Era Filho de uma família tradicional de Travanca de Lagos de proprietários de prestígio, a família Soares da Costa Freire, que descendiam dos Soares Coelho, Morgados de Andorinha. O seu pai, Luís Augusto Soares da Costa Freire, natural de Travanca, faleceu com 49 anos, tinha o Dr. Basílio apenas 3 anos de idade. A sua mãe, Maria dos Prazeres da Costa Freire Castelo Branco, era natural de Nogueirinha, Meruge. Também os seus Avós paternos, Manuel Soares Coelho da Costa Freire e Teresa Bernarda Soares, eram de Travanca. Por curiosidade, refira-se que, a sua avó, falecida em 1853, ainda ele não tinha nascido, foi sepultada na desaparecida capela de São Pedro, já aqui referenciado num artigo anterior, num período em que já não eram permitidos enterros em igrejas ou capelas há mais de 20 anos.
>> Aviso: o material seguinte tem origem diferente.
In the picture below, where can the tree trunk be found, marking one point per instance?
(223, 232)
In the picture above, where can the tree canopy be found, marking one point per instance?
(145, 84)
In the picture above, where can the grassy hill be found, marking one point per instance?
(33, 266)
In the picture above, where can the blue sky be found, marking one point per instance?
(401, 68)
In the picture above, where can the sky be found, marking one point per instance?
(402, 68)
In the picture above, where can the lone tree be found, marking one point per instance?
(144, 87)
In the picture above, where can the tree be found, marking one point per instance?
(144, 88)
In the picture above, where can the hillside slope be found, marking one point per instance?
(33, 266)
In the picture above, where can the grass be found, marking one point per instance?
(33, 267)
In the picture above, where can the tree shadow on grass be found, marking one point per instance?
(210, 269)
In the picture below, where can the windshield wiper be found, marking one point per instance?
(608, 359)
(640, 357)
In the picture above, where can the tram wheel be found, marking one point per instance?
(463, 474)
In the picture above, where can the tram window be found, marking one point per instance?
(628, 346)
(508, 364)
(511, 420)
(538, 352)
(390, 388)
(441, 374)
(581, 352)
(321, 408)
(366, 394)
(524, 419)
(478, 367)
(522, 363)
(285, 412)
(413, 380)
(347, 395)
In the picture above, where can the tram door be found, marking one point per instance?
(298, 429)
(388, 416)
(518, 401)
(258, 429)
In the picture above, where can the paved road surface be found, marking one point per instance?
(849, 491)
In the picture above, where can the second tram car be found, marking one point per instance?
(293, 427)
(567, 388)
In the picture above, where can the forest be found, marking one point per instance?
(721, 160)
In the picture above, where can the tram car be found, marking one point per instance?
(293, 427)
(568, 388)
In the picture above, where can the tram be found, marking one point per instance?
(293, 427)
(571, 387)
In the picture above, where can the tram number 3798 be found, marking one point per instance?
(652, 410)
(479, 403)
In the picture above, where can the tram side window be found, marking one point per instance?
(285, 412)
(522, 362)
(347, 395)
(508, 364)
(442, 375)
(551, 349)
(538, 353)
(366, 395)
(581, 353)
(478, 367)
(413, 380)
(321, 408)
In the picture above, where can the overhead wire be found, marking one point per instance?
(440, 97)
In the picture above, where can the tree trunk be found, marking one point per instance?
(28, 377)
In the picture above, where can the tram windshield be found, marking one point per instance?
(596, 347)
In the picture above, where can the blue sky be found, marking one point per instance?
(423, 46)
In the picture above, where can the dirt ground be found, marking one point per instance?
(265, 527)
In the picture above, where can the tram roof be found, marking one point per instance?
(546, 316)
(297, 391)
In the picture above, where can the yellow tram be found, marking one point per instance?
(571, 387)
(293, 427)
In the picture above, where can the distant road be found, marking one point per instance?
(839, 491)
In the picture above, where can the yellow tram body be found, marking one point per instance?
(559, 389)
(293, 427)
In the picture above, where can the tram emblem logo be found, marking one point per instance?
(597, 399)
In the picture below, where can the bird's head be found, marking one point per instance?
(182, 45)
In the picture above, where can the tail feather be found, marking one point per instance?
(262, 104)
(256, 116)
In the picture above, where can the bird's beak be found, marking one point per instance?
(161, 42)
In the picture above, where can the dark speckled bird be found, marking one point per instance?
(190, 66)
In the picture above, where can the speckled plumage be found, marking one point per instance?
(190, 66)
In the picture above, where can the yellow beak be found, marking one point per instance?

O seu avô materno, António da Costa Freire Castelo Branco, era de Midões e a sua avó, Maria Teresa de Jesus Emília de Miranda, era de Nogueirinha, Meruge, tal como a sua mãe.

Fig.3 – Casas da família Soares da Costa Freire (onde também viveu a irmã do Dr. Basílio, Maria do Carmo).


Era primo direito da Dona Amélia Soares de Albergaria, a matriarca da Quinta das Hortas já referida no artigo sobre essa quinta. Teve duas irmãs, uma chamada Amélia Soares da Costa falecida prematuramente, com 25 anos, casada com Elísio Mendes Borges e outra de nome Maria do Carmo Soares da Costa, que casara com Diamantino Marques Neto, da família Costa Pereira de Travanca, também já mencionado num artigo a propósito da tuna de Travanca. Viviam todos perto da Fonte de Baixo, entre as Quelhas do Loureiro e o Outeiro.

    

Fig.3 – Portão de entrada da provável casa dos avós do Dr. Basilio. Fig.4 – Casa onde nasceu o Dr. Basílio Freire (construída em 1846).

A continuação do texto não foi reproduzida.